最後に、ビジネスセクター・パブリックセクター・ソーシャルセクター間の協働を進めていくためには、何が必要なのでしょうか?

私たちは、「課題設定の場づくり」がその一つの答えだと考えています。

ある社会課題の解決に乗り出す前に、「そもそも現状はどうなっているのか。課題は何なのか。」「「解決」とはどのような状態を言うのか?」「そのために解消すべきボトルネックは何か?」という分析・合意形成を、企業・官公庁、そして社会課題の現場が一体となって行い、本質的な課題を設定すること。
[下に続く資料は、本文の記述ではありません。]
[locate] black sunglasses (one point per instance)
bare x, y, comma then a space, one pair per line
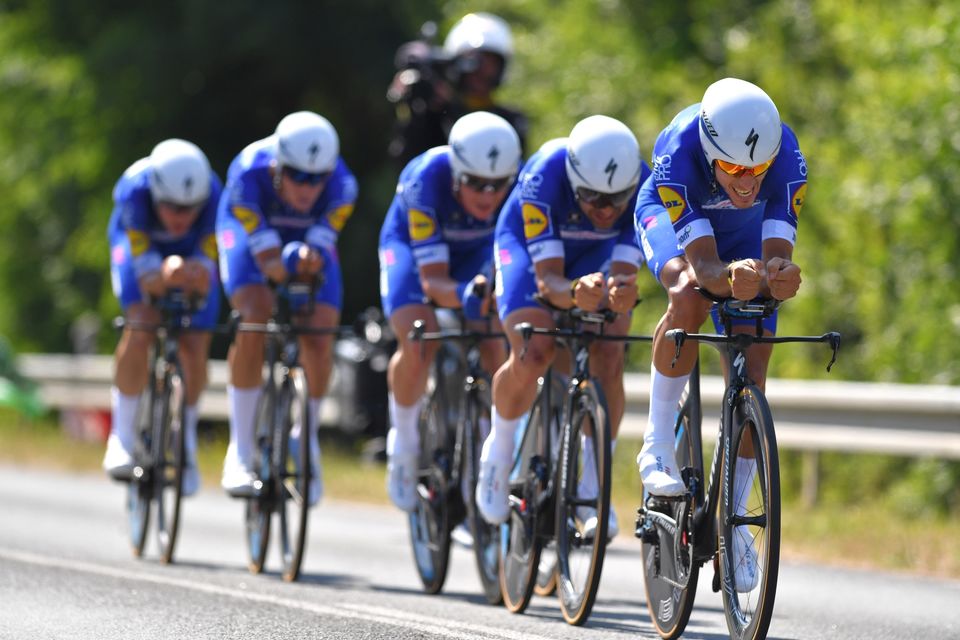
478, 183
305, 177
600, 199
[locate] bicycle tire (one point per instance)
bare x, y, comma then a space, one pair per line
259, 507
168, 475
749, 612
670, 606
486, 537
579, 557
521, 536
292, 473
140, 487
430, 521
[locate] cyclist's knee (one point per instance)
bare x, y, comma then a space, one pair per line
686, 304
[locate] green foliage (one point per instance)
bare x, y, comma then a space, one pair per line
90, 87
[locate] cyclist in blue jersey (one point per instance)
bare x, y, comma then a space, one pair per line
161, 235
720, 212
563, 235
287, 198
436, 243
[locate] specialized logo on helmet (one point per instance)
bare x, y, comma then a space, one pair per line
534, 221
751, 141
611, 168
422, 225
673, 201
493, 154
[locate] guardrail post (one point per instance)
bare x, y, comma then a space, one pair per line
810, 478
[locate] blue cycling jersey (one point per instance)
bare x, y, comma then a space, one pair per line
134, 219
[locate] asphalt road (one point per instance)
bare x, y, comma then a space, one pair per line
66, 572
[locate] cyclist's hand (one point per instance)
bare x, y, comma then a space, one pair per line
589, 292
622, 294
783, 278
475, 298
746, 276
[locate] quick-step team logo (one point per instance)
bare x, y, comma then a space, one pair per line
339, 216
139, 242
534, 221
422, 225
673, 201
249, 218
796, 200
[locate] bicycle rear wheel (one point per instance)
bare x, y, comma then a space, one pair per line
430, 521
580, 556
750, 535
670, 572
168, 470
486, 537
259, 507
293, 473
140, 488
521, 536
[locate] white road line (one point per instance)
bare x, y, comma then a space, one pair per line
384, 615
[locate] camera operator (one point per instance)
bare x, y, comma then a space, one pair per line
434, 87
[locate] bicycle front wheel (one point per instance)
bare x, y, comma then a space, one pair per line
749, 526
486, 537
259, 507
670, 572
521, 536
293, 472
168, 469
579, 552
430, 521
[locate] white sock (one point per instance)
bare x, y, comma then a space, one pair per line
191, 416
502, 438
124, 413
243, 408
665, 393
403, 436
746, 470
314, 427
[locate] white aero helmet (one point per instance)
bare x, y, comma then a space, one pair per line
308, 142
739, 123
479, 32
603, 156
484, 144
179, 173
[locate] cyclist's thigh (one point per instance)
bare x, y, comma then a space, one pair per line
330, 294
657, 239
399, 278
515, 281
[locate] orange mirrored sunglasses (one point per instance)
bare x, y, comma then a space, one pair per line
737, 170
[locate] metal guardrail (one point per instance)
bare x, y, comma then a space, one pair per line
915, 420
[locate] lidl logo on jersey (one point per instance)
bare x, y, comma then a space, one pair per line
422, 225
339, 216
139, 242
249, 218
535, 221
797, 195
675, 203
209, 246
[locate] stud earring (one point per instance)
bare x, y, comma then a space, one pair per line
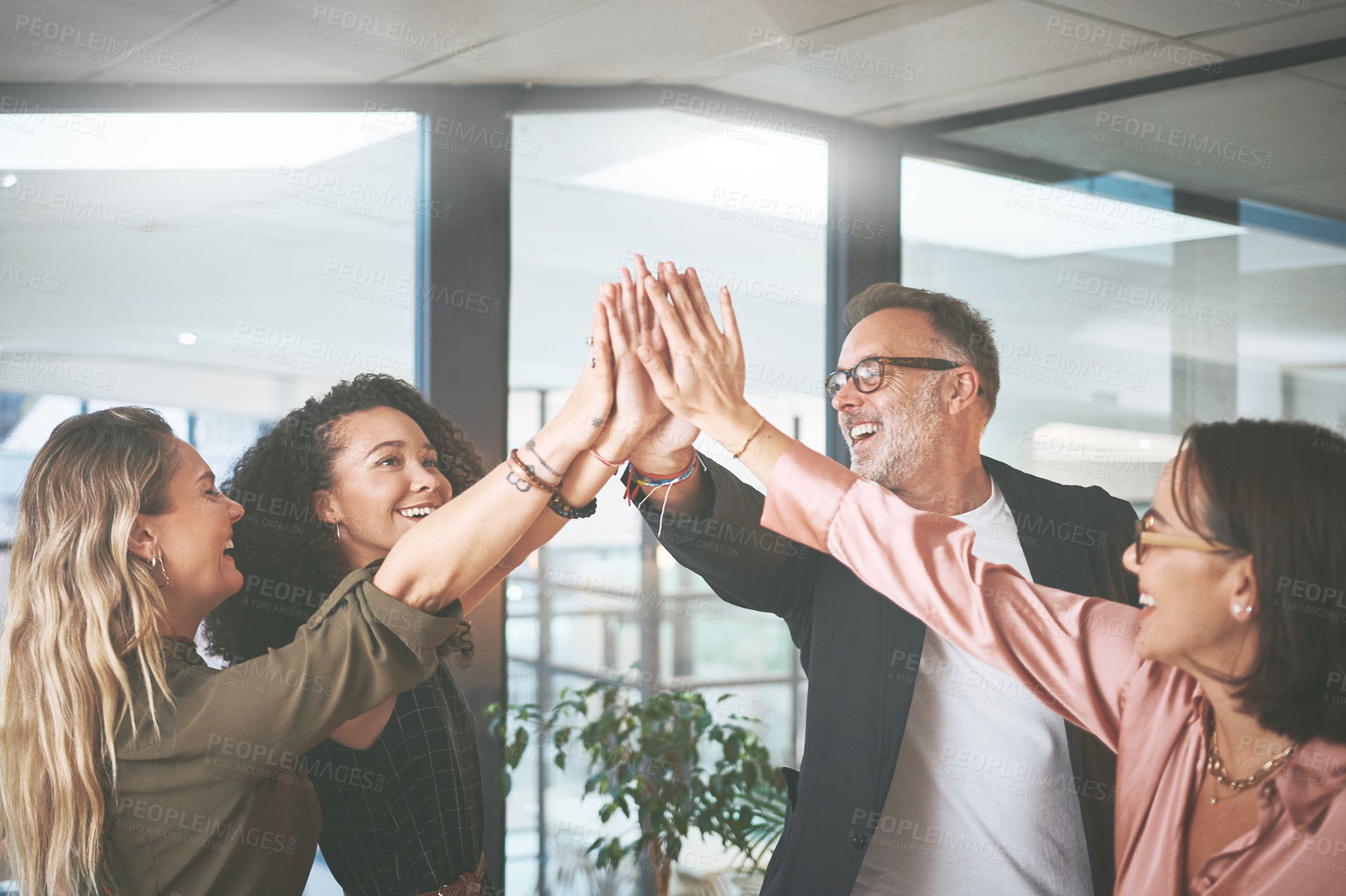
156, 565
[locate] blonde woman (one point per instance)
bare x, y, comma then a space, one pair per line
128, 765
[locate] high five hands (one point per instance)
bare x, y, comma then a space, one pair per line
693, 373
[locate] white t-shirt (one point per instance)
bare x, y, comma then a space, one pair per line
983, 798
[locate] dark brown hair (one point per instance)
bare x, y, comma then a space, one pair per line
1278, 490
961, 326
290, 559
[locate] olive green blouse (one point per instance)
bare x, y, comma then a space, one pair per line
218, 802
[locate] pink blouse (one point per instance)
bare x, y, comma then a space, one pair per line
1077, 654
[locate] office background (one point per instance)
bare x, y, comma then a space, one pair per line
222, 209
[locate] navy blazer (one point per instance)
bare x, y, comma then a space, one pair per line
860, 653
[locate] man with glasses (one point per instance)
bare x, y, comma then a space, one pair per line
925, 771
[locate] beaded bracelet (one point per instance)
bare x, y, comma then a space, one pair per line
560, 507
643, 479
531, 476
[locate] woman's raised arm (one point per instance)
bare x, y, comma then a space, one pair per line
452, 549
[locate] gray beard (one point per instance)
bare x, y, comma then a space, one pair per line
908, 436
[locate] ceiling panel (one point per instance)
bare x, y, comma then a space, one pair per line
1228, 138
1187, 18
619, 40
69, 40
968, 50
298, 42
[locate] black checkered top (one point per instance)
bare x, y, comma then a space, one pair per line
404, 817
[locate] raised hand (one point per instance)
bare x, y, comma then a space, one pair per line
702, 377
588, 410
643, 427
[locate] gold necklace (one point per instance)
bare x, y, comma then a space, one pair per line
1215, 765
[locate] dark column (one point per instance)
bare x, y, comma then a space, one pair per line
463, 342
863, 241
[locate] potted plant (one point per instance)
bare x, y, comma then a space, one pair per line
664, 763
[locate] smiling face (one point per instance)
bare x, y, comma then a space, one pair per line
385, 479
1190, 596
893, 430
191, 537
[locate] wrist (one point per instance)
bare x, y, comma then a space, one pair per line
665, 463
555, 454
733, 427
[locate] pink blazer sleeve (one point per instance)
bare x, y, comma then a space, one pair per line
1077, 654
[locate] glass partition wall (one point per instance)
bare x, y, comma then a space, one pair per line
1197, 272
748, 209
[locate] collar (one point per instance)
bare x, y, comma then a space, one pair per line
1314, 778
183, 649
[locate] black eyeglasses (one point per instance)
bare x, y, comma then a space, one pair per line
869, 373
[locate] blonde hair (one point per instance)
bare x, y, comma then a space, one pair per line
84, 618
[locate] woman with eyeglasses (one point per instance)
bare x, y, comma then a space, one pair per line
1225, 696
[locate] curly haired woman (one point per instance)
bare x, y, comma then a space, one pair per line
331, 489
128, 765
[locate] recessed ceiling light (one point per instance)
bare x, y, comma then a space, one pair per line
949, 206
194, 140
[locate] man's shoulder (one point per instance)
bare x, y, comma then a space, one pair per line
1022, 487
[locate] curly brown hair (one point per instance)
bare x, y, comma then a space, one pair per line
288, 556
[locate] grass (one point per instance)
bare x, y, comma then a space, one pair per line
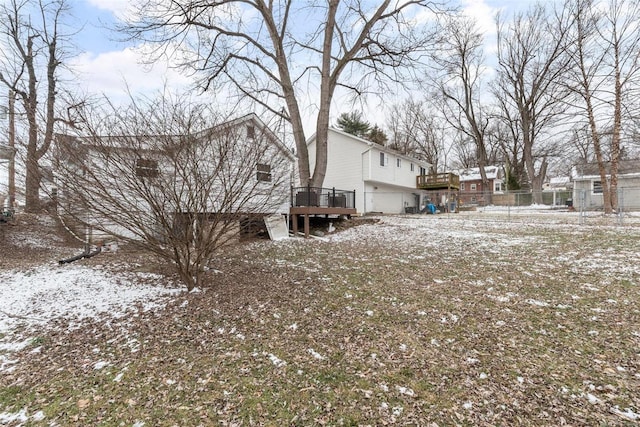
446, 323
その過程であらゆるステークホルダーを巻き込み、事業実施段階での協働体制を作り出すこと。それが無ければ、どんなに大きな資源を投入しても本質的な課題解決には繋がらないばかりか、ときに悪影響を生むことさえあります。

「課題設定の場づくり」とは、言い換えれば、社会課題を取り巻く構造(関係者、歴史的経緯、要因)を可視化し、最も効果的な変数(レバレッジポイント)を見出すこと。そして、各自が主体性を発揮しながらも同じ目標に向かって取り組むことができる関係性を生み出すことです。これは、社会課題に関する独自の調査を重ね、現場とのリレーションを構築しながら、多くの企業や官公庁と協業してきたリディラバだからこそ出来ることでもあります。

様々な社会課題の解決に取り組むパートナーとして、多くの企業・官公庁の皆様と新たな事業を作り出していけることを願っています。